AKUNTANSI SPIRITUALITAS (Akuntansi, Cinta dan Keadilan)

ANDI RAHMAT AL FAJRI (A31111295) A. MUHAMMAD ATTHARIQ (A31111903)

FAKULTAS EKONOMI DAN BISNIS UNIVERSITAS HASANUDDIN 2014

Akuntansi Dan Krisis Otoritas Hal ini menjadi jelas bahwa pelaporan keuangan menghadapi krisis. Dalam hal ini, periode setelah masalah Enron, regulator akuntansi di seluruh dunia sibuk bekerja untuk memperbaiki standar pelaporan keuangan dan hukum. Hal ini mengakibatkan perubahan peraturan dengan menekankan prinsip, sebagai pembeda dari aturan, dalam pelaporan keuangan. Perlu disadari bahwa tentunya terdapat keuntungan dengan berpindah dari berdasarkan aturan menuju berdasarkan prinsip-prinsip dalam peraturan akuntansi. Namun demikian, terdapat dua alasan mendasar dan jelas mengapa perubahan ini tidak menyelesaikan krisis dalam pelaporan keuangan. 1. Pertama, krisis secara substansial. Analisis masalah dari "creative compliance" dalam peraturan akuntansi, oleh McBarnett andWhelan (1992a, 1992b, 1999) dan Shah (1995), menunjukkan dengan jelas bahwa pada dasarnya sikap (attitude) merupakan salah satu krisis. Dimensi moral dari regulasi akuntansi telah dirusak sedemikian rupa dimana penghindaran peraturan dilakukan tanpa penyesalan moral. Memang benar bahwa aturan yang sempit tentunya sangat terbuka untuk penghindaran atau kecurangan. Namun, peraturan yang berdasarkan prinsip-prinsip tentunya tidak kebal terhadap penyalahgunaan melalui kreatif interpretasi. Kita tidak bisa mengharapkan peraturan akuntansi, aturanaturan atau prinsip-prinsip, sementara tidak terdapat otoritas moral dan kekuatan. 2. Yang kedua, yakni prinsip-prinsip moral dan pertimbangan moral.
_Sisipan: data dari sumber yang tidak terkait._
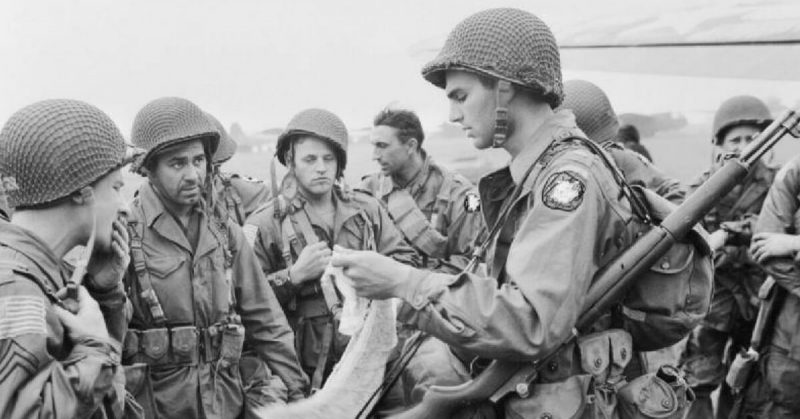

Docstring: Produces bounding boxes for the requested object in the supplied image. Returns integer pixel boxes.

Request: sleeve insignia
[542,170,586,211]
[464,192,481,212]
[0,296,47,340]
[242,224,258,247]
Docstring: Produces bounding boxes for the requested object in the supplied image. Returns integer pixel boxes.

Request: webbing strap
[386,190,447,257]
[128,221,167,325]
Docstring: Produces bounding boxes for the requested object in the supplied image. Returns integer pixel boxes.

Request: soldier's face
[292,137,339,197]
[370,125,416,175]
[148,140,208,210]
[445,71,496,149]
[92,169,129,252]
[719,125,760,156]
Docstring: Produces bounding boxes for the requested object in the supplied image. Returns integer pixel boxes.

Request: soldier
[332,9,676,418]
[742,151,800,419]
[123,98,307,418]
[0,99,130,418]
[244,109,418,388]
[617,124,653,163]
[683,96,775,418]
[561,80,686,203]
[361,109,483,273]
[206,113,271,225]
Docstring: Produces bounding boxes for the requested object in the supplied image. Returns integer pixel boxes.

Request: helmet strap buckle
[492,80,511,148]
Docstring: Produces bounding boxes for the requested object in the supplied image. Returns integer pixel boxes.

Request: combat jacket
[602,141,686,204]
[755,157,800,361]
[244,188,419,389]
[361,156,484,273]
[124,183,308,418]
[0,221,130,418]
[689,159,776,332]
[245,188,419,308]
[214,172,271,225]
[398,110,633,370]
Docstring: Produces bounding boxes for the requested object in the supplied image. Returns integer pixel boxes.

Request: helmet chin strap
[70,187,97,285]
[492,80,511,148]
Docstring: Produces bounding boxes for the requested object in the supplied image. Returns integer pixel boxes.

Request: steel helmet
[712,95,772,145]
[275,109,347,176]
[422,8,564,108]
[131,97,220,173]
[0,99,127,208]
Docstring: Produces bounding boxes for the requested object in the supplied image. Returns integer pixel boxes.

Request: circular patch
[464,192,481,212]
[542,170,586,211]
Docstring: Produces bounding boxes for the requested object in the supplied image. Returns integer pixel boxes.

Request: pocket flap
[147,256,184,279]
[578,332,611,382]
[506,375,592,419]
[171,326,197,355]
[141,328,169,360]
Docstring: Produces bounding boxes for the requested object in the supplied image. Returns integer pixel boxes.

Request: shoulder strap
[128,221,167,326]
[0,260,63,307]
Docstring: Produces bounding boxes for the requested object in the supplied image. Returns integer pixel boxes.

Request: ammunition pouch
[506,329,633,419]
[123,323,239,369]
[617,365,695,419]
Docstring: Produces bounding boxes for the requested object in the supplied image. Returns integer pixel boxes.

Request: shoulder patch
[242,224,258,247]
[0,295,47,340]
[464,192,481,212]
[542,170,586,211]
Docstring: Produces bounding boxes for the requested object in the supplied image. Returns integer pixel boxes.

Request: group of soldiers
[0,9,800,418]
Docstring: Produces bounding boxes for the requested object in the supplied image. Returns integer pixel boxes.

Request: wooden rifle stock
[393,110,800,419]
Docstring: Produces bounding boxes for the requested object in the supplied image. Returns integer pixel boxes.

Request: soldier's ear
[72,186,94,205]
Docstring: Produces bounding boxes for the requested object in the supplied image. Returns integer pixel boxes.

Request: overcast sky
[0,0,796,136]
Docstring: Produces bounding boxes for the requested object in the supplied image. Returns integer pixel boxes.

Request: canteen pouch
[219,323,244,368]
[170,326,198,364]
[620,186,714,351]
[505,374,592,419]
[139,327,169,365]
[124,363,158,418]
[617,365,695,419]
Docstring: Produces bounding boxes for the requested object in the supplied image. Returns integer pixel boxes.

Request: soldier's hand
[750,233,800,263]
[86,219,131,290]
[331,246,414,300]
[289,242,331,285]
[53,285,109,341]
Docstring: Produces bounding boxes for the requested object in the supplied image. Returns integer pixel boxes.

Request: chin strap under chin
[492,80,511,148]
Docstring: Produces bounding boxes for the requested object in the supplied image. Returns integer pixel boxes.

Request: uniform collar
[509,109,583,184]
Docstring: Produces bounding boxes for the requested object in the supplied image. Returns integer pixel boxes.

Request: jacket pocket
[147,256,184,279]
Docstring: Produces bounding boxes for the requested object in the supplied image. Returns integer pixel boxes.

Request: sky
[0,0,800,137]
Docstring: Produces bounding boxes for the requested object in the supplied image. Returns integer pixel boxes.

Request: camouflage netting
[422,9,563,108]
[0,99,126,207]
[206,113,237,164]
[131,97,219,172]
[561,80,619,143]
[275,109,347,172]
[712,95,772,144]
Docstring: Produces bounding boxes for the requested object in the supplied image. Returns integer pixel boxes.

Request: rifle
[725,276,786,419]
[394,110,800,419]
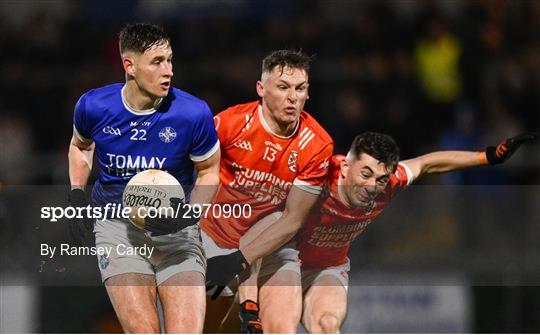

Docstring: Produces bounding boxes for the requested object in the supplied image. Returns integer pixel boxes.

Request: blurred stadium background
[0,0,540,333]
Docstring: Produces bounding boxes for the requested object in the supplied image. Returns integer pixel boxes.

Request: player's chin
[155,85,171,98]
[281,113,300,124]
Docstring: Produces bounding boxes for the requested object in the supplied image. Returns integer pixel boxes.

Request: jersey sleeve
[189,103,219,162]
[293,142,334,194]
[73,94,92,142]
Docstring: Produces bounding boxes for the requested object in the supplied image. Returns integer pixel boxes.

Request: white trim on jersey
[399,162,414,186]
[120,85,163,115]
[189,140,219,163]
[293,178,322,195]
[259,105,300,138]
[73,125,92,143]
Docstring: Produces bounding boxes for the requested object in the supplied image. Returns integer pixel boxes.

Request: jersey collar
[258,104,300,139]
[120,85,163,115]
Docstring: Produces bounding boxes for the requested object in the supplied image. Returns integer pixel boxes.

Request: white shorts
[259,242,300,278]
[302,259,351,292]
[94,219,206,285]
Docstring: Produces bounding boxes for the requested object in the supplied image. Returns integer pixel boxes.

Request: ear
[122,57,135,77]
[340,159,351,180]
[257,80,264,98]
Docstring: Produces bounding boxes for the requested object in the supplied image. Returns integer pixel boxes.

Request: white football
[122,169,185,228]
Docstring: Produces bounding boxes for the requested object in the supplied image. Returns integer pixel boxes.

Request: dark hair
[262,50,313,73]
[118,23,171,54]
[349,131,399,172]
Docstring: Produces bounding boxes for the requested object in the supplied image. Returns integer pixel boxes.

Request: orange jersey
[201,101,333,248]
[296,155,412,270]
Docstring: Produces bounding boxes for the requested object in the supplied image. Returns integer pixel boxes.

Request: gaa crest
[287,150,298,173]
[159,127,176,143]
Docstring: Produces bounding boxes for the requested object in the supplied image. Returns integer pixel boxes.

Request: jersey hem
[189,140,219,162]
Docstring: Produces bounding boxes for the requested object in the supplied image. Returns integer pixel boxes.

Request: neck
[262,104,299,137]
[338,175,352,208]
[124,80,160,110]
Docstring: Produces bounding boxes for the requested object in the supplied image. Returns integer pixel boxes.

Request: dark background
[0,0,540,332]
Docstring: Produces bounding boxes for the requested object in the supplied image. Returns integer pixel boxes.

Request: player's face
[133,43,173,98]
[341,154,391,207]
[257,66,309,125]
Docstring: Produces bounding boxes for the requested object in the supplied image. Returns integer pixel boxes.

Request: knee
[122,319,160,334]
[261,312,300,334]
[318,313,340,334]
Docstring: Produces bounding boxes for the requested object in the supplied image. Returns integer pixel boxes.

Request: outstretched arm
[191,149,221,205]
[68,134,95,189]
[403,133,537,179]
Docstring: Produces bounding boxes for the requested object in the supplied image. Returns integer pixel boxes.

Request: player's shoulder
[214,101,259,129]
[217,100,259,119]
[78,83,124,113]
[298,111,334,146]
[169,87,210,116]
[81,83,124,103]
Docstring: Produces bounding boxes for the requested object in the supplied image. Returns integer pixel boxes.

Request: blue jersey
[74,84,219,206]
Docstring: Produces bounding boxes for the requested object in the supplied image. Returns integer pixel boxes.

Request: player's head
[341,132,399,207]
[118,23,173,98]
[257,50,311,129]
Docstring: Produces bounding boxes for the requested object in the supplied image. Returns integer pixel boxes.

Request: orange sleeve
[294,142,334,194]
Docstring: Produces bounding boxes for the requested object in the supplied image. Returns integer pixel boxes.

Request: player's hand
[486,132,538,165]
[144,198,199,236]
[68,188,95,246]
[206,250,249,286]
[238,300,263,334]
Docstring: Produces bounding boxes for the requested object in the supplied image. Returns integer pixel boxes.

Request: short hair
[262,50,313,73]
[118,23,171,55]
[348,131,399,172]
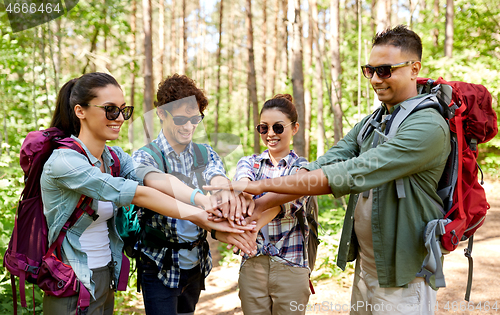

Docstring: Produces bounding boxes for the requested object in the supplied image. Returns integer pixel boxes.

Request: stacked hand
[197,182,258,256]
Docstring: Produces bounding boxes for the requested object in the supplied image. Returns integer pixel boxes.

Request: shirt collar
[158,129,193,156]
[257,150,298,166]
[71,135,115,172]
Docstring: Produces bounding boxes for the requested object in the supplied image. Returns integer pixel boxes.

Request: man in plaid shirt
[133,74,250,315]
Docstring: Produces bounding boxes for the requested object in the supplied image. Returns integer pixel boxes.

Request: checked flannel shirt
[132,130,226,288]
[234,150,309,268]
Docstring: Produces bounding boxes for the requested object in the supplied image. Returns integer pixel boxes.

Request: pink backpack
[4,127,123,314]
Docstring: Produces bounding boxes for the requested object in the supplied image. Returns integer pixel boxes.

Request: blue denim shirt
[40,136,151,295]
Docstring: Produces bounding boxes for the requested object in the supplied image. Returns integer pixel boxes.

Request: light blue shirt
[40,136,156,295]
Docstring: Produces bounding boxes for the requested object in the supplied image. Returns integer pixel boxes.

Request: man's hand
[203,180,264,195]
[185,211,255,234]
[215,231,257,256]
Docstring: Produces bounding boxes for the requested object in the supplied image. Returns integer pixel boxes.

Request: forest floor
[126,182,500,315]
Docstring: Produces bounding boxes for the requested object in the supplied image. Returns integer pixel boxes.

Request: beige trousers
[350,259,437,315]
[238,256,311,315]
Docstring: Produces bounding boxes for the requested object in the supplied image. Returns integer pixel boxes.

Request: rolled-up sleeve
[233,155,256,181]
[321,109,450,198]
[44,149,139,207]
[203,144,227,184]
[112,147,161,186]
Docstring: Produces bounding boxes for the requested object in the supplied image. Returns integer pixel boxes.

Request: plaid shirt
[132,130,226,288]
[234,150,309,268]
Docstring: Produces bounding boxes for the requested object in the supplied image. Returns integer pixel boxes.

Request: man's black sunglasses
[255,121,294,135]
[87,104,134,120]
[165,110,205,126]
[361,61,415,79]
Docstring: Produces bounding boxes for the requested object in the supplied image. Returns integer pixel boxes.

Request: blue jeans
[141,261,202,315]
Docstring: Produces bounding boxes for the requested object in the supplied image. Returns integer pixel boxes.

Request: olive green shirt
[305,96,450,287]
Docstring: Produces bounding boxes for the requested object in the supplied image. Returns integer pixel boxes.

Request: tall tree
[330,0,344,144]
[281,0,290,78]
[142,0,154,143]
[444,0,455,58]
[170,0,178,73]
[214,0,224,146]
[270,0,281,96]
[262,0,267,102]
[158,0,165,80]
[432,0,439,47]
[179,0,187,74]
[309,0,325,157]
[227,3,235,108]
[292,0,306,156]
[246,0,260,154]
[302,4,314,158]
[128,0,137,143]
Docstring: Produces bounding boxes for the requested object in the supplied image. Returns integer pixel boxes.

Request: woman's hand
[215,231,257,256]
[203,181,264,195]
[185,211,256,234]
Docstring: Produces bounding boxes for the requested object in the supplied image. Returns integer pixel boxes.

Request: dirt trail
[196,183,500,315]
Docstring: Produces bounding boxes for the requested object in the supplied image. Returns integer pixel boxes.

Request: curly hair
[155,73,208,114]
[372,25,422,60]
[259,94,298,126]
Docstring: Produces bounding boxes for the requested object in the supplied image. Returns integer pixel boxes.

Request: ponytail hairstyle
[50,72,121,136]
[259,94,298,127]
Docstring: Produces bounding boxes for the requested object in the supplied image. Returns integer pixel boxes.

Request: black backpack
[253,157,320,272]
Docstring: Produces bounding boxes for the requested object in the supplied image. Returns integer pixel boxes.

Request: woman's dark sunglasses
[88,104,134,120]
[361,61,415,79]
[165,110,205,126]
[255,121,294,135]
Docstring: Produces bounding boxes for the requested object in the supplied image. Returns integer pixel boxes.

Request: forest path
[196,182,500,315]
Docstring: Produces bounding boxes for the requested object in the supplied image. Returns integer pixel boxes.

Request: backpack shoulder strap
[139,141,172,173]
[356,106,384,147]
[386,94,440,140]
[252,158,264,180]
[193,142,208,168]
[287,156,307,175]
[108,147,120,177]
[192,142,208,194]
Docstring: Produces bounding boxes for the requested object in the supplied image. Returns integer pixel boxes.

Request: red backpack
[417,78,498,251]
[4,127,120,314]
[357,78,498,301]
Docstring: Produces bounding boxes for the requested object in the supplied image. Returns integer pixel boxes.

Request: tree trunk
[227,4,234,108]
[309,0,325,157]
[201,4,208,89]
[356,0,362,121]
[432,0,439,47]
[47,22,59,95]
[170,0,178,74]
[213,0,224,146]
[128,0,137,145]
[292,0,306,156]
[40,25,52,116]
[444,0,455,58]
[158,0,165,80]
[376,0,390,33]
[246,0,260,154]
[270,0,281,96]
[282,0,290,79]
[301,6,314,159]
[262,0,267,104]
[142,0,154,143]
[370,0,376,36]
[179,0,187,74]
[330,0,344,144]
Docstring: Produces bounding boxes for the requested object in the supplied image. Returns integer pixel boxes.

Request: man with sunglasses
[133,74,254,315]
[207,25,450,315]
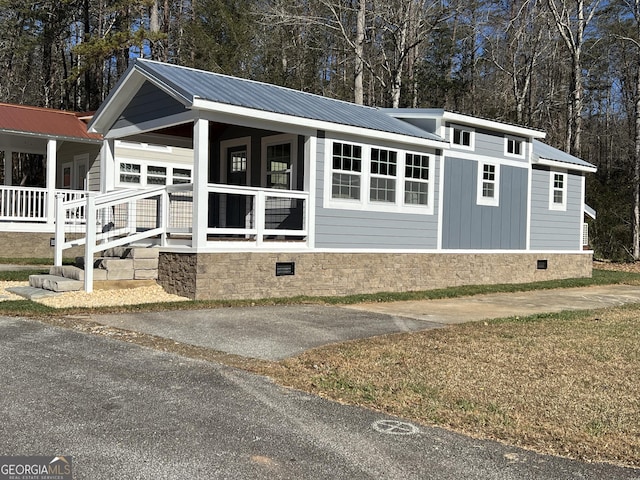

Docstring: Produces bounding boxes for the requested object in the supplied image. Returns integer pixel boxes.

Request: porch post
[100,138,116,193]
[191,118,209,251]
[46,139,58,224]
[4,150,13,186]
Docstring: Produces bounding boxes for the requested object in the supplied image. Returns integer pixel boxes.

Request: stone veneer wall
[158,252,592,300]
[0,232,84,260]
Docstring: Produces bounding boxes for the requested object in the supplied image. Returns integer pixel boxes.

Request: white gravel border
[0,282,189,308]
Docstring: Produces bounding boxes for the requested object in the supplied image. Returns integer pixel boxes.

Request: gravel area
[0,282,189,308]
[0,261,640,308]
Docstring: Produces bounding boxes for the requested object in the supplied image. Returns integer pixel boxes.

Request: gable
[111,81,186,129]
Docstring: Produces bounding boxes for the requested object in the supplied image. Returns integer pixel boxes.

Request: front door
[226,147,247,228]
[73,155,89,190]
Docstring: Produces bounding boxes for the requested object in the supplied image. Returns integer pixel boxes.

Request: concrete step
[104,247,160,259]
[29,275,84,292]
[49,265,107,282]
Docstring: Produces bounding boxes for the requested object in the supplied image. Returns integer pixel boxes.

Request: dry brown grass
[268,306,640,466]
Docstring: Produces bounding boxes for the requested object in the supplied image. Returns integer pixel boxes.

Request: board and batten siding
[442,157,527,250]
[112,82,185,129]
[446,123,530,165]
[531,168,583,250]
[315,136,440,250]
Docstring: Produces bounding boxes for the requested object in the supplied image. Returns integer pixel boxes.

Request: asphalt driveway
[0,317,640,480]
[91,285,640,360]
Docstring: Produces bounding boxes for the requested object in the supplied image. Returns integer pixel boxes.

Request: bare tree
[547,0,600,155]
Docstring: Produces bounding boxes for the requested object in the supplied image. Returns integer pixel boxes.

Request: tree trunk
[353,0,367,105]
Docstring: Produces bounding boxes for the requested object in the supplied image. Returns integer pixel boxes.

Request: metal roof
[131,59,443,142]
[533,140,596,171]
[0,103,102,141]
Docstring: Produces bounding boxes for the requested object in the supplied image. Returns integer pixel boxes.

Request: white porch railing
[0,185,87,223]
[54,184,309,292]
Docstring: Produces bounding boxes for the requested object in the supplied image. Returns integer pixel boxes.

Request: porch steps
[29,247,158,292]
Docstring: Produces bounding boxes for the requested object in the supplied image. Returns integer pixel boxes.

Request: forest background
[0,0,640,260]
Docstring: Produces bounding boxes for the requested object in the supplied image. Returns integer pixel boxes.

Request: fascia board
[0,129,102,145]
[533,158,598,173]
[193,98,449,148]
[442,111,547,138]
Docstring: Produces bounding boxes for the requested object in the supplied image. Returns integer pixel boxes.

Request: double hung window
[549,171,567,210]
[331,142,362,200]
[477,162,500,206]
[325,141,434,214]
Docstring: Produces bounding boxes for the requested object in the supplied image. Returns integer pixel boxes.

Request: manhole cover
[372,420,420,435]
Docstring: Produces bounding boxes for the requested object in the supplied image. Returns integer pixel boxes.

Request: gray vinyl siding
[531,168,582,250]
[112,82,185,128]
[315,134,439,250]
[442,158,527,250]
[56,142,102,191]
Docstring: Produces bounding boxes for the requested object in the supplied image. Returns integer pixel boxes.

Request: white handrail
[54,184,310,292]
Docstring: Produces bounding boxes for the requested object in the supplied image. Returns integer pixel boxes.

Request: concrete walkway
[91,285,640,360]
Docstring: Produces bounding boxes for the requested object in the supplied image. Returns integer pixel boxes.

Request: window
[504,137,524,158]
[267,143,291,190]
[477,162,500,206]
[451,127,475,150]
[331,142,362,200]
[369,148,398,203]
[324,140,437,215]
[120,163,142,185]
[404,153,429,205]
[549,172,567,210]
[172,168,191,185]
[147,165,167,185]
[119,161,191,187]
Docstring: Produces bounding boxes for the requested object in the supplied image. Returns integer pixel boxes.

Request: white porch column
[100,138,116,193]
[191,118,209,251]
[46,139,58,223]
[4,150,13,186]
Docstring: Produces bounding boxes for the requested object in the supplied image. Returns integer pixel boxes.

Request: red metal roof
[0,103,102,140]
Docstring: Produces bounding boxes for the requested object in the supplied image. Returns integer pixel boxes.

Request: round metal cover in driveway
[372,420,420,435]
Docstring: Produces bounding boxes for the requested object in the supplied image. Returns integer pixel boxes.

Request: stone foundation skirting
[158,252,592,300]
[0,232,84,261]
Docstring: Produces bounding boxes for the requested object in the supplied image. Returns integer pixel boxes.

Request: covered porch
[0,104,101,234]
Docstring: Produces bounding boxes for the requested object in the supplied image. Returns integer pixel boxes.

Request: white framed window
[262,135,298,190]
[171,168,191,185]
[116,140,173,153]
[549,171,567,210]
[147,165,167,185]
[120,162,142,185]
[504,135,525,158]
[404,152,431,206]
[331,142,362,200]
[220,137,252,185]
[451,126,476,150]
[477,162,500,207]
[369,148,398,203]
[324,140,435,215]
[118,159,191,188]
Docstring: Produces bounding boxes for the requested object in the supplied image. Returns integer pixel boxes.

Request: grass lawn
[258,305,640,466]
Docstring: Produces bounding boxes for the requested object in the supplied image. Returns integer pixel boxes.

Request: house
[56,59,595,299]
[0,103,193,258]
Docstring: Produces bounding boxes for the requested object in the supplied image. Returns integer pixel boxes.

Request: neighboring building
[17,60,595,299]
[0,103,193,258]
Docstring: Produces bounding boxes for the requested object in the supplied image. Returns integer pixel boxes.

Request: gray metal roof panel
[135,59,443,142]
[533,140,596,168]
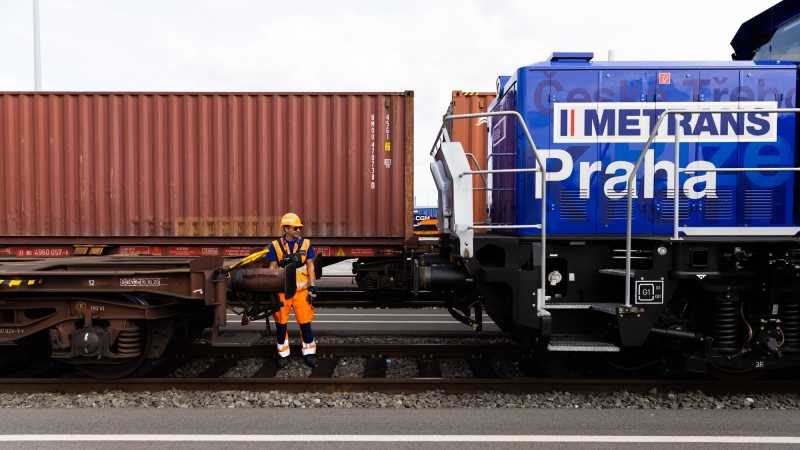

Kami berpendapat bahwa faktor-faktor, termasuk kecenderungan objektivitas dalam modernis, yang berkaitan pengembangan dan penggunaan prinsip-prinsip universal formal dan peraturan, cenderung merusak latihan lokal penghakiman (exercize judgement). Praktik akuntansi telah kehilangan dimensi moral dan pada dasarnya adalah krisis otoritas moral dan penghakiman. Peraturan akuntansi telah kehilangan kekuatan legitimasi moral. Habermas tentang etika wacana. Dia berpendapat bahwa dalam masyarakat pluralis modern, validitas moral, otoritas dapat diberikan tindakan membimbing norma-norma dan peraturan moral dengan proses komunikasi. Tujuan dasar dari Habermas etika wacana adalah untuk merekonstruksi sudut pandang moral sebagai perspektif yang dapat mengarah adil dan tidak memihak ( McCarthy , 1990, hal . Viii ). Ini pada dasarnya adalah sebuah teori keadilan.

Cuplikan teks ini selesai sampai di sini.